As fas as I can tell, the whole idea of Posture Protocols was invented by John Norman, the author of a long series of science-fantasy novels set on Gor, a planet that orbits the sun exactly opposite the Earth. Gorean society is a male-supremacist society in which slavery is legal and bondage and power exchange are fully-integrated into society. The Gor novels straddle the line between men’s adventure, science fiction, and soft-core erotica. On Gor, slaves are taught a complex series of postures that have universal standard names (such as Nadu, which is on the meme above).

Norman published his novel, Tarnsman of Gor, in 1966 and continued releasing them conventionally until 1988, when his published DAW discontinued the series for poor sales and because the novels were perceived to be extremely misogynistic. Since then, he’s released them online.

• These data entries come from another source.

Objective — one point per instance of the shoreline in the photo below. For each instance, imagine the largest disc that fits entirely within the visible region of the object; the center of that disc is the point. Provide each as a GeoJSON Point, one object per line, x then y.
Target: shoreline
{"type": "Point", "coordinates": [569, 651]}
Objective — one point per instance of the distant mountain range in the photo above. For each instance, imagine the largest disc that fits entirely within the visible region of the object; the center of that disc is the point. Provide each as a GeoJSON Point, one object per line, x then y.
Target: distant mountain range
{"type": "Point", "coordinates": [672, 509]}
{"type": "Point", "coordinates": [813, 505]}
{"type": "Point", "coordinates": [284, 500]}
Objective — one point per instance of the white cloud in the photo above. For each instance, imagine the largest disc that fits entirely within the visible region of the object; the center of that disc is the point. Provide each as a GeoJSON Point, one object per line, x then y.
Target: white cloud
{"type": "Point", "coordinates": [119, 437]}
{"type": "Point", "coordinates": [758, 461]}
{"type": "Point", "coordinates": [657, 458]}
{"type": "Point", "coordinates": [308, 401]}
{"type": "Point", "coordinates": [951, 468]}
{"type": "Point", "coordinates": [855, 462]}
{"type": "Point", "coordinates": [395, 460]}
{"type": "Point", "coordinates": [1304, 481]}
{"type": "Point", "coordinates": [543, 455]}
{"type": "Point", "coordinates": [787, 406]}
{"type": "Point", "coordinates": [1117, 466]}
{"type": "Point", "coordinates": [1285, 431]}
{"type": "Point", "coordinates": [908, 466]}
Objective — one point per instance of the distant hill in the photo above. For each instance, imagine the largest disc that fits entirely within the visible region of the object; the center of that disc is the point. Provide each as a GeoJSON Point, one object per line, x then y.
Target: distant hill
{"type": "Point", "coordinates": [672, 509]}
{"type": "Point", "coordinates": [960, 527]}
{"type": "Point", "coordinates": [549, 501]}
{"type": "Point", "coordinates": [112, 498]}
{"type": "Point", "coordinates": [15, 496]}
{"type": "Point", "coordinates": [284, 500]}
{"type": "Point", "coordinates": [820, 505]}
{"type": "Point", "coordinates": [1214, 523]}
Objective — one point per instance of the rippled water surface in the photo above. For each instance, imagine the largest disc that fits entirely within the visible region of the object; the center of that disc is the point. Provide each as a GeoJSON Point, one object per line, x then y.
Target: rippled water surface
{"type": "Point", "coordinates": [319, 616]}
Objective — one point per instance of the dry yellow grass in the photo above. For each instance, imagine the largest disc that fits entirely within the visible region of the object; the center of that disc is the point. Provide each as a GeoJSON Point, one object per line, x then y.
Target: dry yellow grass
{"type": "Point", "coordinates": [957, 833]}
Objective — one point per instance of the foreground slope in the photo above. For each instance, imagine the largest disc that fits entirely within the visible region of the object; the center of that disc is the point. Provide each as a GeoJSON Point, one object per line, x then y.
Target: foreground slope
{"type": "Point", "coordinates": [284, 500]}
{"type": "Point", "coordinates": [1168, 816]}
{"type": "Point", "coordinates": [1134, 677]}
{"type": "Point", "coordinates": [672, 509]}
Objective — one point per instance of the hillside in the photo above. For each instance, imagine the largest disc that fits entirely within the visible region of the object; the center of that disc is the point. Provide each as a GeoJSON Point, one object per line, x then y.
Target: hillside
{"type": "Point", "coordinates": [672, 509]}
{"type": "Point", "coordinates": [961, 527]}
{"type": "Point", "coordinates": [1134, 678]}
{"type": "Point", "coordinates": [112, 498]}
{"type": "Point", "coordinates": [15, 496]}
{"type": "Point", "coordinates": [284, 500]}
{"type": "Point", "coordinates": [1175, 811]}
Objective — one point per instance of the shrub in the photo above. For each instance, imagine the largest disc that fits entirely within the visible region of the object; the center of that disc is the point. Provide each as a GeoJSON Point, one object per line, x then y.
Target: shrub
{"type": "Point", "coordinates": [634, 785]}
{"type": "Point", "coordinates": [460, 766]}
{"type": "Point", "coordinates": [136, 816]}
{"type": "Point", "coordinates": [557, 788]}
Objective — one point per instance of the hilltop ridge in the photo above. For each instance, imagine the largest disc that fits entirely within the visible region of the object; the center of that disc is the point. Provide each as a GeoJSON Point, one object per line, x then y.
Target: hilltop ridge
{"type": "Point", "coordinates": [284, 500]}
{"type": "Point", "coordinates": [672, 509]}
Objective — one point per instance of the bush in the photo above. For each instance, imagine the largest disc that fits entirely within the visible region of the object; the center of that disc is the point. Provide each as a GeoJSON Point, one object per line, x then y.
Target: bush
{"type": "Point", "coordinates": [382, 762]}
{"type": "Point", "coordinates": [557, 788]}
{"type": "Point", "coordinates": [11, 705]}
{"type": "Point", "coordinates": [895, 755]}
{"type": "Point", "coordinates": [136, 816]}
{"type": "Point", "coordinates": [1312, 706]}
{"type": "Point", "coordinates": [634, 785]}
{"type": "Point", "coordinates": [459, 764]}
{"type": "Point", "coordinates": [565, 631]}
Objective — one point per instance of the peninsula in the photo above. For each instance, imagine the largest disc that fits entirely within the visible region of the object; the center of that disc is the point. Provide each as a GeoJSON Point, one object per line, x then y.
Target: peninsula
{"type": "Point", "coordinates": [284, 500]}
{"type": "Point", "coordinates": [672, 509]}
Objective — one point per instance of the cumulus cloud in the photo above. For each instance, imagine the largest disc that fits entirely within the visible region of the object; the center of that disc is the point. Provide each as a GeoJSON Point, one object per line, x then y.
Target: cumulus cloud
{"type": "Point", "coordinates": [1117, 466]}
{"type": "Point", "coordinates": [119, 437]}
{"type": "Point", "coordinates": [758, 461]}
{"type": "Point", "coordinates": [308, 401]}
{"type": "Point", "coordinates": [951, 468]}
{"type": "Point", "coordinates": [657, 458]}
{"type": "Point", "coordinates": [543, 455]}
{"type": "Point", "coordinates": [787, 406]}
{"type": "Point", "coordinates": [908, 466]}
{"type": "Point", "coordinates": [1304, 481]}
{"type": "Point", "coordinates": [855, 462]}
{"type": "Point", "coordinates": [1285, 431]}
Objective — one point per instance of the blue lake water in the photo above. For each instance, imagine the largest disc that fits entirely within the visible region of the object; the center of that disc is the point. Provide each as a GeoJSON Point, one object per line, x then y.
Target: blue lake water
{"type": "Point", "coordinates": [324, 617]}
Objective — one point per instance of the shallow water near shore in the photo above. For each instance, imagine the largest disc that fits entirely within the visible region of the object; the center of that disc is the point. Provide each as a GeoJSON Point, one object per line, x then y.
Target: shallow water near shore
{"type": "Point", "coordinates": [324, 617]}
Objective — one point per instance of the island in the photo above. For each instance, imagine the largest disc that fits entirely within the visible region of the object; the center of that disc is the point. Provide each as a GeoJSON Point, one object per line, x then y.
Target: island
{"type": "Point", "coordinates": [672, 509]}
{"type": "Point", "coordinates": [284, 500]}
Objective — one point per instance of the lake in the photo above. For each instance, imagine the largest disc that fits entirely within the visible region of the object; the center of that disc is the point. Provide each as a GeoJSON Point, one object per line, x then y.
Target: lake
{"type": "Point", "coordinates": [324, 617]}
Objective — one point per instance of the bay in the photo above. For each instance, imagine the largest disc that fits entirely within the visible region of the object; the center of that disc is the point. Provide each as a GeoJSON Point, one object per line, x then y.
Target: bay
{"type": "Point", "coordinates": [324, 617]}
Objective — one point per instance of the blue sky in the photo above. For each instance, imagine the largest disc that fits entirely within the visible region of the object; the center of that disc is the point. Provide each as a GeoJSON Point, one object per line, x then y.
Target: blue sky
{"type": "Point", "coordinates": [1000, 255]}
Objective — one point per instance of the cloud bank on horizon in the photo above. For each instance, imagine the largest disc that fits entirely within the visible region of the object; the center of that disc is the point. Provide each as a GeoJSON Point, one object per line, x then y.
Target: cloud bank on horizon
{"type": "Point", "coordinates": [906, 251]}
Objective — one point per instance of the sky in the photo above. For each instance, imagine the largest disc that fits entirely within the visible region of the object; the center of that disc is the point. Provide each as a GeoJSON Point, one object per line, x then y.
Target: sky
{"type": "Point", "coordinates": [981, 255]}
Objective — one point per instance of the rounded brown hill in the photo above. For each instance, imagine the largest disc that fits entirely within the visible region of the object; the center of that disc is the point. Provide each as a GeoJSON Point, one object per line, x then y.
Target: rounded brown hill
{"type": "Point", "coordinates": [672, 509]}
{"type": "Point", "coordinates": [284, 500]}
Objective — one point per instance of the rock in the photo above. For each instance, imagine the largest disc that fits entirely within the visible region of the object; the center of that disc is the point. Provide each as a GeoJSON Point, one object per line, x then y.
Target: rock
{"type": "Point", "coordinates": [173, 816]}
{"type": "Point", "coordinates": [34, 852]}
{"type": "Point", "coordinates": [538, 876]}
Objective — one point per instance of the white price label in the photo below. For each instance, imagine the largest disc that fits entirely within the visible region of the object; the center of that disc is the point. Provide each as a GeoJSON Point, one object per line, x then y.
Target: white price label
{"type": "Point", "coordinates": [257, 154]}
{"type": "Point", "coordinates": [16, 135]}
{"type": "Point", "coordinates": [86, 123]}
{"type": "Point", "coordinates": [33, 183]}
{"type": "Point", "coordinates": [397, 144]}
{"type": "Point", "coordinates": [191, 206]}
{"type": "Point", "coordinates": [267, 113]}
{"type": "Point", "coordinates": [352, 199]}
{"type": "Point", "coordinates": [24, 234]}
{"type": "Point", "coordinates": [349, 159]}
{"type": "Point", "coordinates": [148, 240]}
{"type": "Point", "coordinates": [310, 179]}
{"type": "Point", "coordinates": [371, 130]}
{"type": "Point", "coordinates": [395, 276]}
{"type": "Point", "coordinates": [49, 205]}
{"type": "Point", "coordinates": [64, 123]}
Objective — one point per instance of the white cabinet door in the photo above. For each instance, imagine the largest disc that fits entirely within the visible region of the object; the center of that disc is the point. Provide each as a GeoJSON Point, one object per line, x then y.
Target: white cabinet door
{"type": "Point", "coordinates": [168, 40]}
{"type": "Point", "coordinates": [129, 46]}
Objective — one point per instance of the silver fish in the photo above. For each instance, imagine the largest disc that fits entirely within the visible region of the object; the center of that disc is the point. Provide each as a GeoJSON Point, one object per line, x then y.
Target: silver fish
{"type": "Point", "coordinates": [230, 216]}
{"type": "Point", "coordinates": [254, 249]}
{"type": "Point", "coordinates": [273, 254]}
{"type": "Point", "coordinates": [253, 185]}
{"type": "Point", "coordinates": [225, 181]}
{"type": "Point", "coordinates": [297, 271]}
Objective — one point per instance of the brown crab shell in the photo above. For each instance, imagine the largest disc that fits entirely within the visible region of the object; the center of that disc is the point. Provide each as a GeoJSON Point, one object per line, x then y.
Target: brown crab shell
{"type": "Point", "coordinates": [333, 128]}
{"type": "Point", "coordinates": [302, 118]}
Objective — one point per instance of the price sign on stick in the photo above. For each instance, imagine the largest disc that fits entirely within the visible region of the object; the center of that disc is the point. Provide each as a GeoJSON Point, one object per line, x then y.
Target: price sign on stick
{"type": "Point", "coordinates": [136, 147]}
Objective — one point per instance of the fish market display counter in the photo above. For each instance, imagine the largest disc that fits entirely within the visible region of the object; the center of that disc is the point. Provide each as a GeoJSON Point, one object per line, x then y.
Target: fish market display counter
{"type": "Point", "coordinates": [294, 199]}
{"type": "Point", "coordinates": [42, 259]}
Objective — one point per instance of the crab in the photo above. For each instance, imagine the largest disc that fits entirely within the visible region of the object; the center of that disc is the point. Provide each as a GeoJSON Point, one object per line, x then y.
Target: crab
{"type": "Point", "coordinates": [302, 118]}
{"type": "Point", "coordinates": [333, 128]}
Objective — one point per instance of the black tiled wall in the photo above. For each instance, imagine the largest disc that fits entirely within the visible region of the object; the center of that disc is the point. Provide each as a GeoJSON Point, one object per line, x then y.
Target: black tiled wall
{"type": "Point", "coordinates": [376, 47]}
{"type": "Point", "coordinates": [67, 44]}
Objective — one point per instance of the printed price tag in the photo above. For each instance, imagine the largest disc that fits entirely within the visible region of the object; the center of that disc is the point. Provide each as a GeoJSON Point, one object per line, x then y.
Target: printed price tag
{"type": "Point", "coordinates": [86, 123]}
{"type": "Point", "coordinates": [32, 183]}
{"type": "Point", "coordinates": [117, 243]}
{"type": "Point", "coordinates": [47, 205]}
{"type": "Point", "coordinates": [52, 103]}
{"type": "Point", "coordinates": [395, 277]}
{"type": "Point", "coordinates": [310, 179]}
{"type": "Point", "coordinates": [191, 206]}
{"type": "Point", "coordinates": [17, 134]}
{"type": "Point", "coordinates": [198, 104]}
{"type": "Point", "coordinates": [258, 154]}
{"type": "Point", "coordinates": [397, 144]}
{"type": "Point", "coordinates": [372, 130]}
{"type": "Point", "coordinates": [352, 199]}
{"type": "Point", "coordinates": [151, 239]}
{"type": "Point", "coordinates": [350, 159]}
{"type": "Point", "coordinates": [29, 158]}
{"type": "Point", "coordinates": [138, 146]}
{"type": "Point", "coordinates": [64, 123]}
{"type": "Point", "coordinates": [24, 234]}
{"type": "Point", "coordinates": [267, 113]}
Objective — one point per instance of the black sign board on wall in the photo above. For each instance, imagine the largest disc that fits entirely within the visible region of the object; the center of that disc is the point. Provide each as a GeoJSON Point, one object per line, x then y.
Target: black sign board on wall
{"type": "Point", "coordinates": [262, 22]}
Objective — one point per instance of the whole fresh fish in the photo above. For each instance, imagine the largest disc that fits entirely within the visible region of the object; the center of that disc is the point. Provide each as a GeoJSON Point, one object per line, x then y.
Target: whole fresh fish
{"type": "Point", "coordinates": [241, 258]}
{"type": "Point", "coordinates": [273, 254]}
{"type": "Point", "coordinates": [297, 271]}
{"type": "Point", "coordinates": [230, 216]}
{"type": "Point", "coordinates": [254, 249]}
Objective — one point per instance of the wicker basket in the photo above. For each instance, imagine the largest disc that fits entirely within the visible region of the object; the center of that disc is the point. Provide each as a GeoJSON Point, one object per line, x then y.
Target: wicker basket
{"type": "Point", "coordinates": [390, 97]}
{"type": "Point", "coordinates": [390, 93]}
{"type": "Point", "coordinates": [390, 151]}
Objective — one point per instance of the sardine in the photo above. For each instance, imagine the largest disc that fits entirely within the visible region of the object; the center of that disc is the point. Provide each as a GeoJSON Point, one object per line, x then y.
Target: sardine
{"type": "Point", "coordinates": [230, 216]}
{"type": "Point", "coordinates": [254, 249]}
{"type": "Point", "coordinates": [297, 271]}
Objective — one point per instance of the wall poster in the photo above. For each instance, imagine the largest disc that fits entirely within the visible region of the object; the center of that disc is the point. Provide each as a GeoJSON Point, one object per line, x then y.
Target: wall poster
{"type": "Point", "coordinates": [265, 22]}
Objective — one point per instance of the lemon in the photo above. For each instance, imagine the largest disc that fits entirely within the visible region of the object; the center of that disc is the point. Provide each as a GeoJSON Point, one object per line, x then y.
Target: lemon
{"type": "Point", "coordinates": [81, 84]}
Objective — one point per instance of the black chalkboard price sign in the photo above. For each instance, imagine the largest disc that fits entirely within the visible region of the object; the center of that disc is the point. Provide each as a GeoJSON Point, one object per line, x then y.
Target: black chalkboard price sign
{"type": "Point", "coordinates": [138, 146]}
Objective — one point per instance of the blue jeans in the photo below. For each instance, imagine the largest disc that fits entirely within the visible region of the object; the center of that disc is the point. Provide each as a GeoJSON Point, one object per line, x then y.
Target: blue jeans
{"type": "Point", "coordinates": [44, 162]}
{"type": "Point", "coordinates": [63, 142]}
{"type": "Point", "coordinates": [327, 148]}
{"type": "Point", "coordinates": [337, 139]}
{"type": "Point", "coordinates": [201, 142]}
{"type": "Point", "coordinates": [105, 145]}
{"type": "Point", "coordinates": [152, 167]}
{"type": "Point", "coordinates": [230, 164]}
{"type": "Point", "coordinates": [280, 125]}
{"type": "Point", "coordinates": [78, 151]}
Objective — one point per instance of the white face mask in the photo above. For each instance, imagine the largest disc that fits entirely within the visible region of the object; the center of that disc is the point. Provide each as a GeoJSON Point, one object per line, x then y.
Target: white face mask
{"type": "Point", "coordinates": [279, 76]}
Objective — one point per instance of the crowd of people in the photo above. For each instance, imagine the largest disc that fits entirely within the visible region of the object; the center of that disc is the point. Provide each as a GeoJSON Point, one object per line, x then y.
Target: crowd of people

The novels had considerable influence in heterosexual BDSM, sparking the emergence of the Gorean subculture. The primary influence of Norman and Gor on gay kink has been the idea of Posture Protocols, which played little role in gay kink in earlier years; there’s no trace of them, for example, in Mr. Benson, which is a fairly good snapshot of serious gay leather in the late 70s. To the extent that gay men employed Posture Protocols at all, they were mostly drawn from military experience, such as the Parade Rest posture (labeled Wait in the above meme), because in the middle of the 20th century, a higher percentage of the male population had some military training. If gay kinksters use Posture Protocols nowadays, such as this meme suggests, it’s mostly because they’ve been imported from Gorean practice.

Posture Protocols can be fun, but they’re a lot of work. If you’re going to take the time to train a slave to learn these postures, you have to use them regularly; otherwise, what’s the point? That means that the master is committing to a fairly strict set of protocols that are going to bind him as well as the slave, because he has to remember to give orders using them. So give some thought to whether you want to make these protocols a regular thing or not, because they will structure your interactions with your slave and that can be tiring as well as exciting. To my mind, they’re more trouble than they’re worth. But your mileage may vary.

So what you think? Do you like them or not? If you’re in a kinky relationship, do you use them? Why or why not?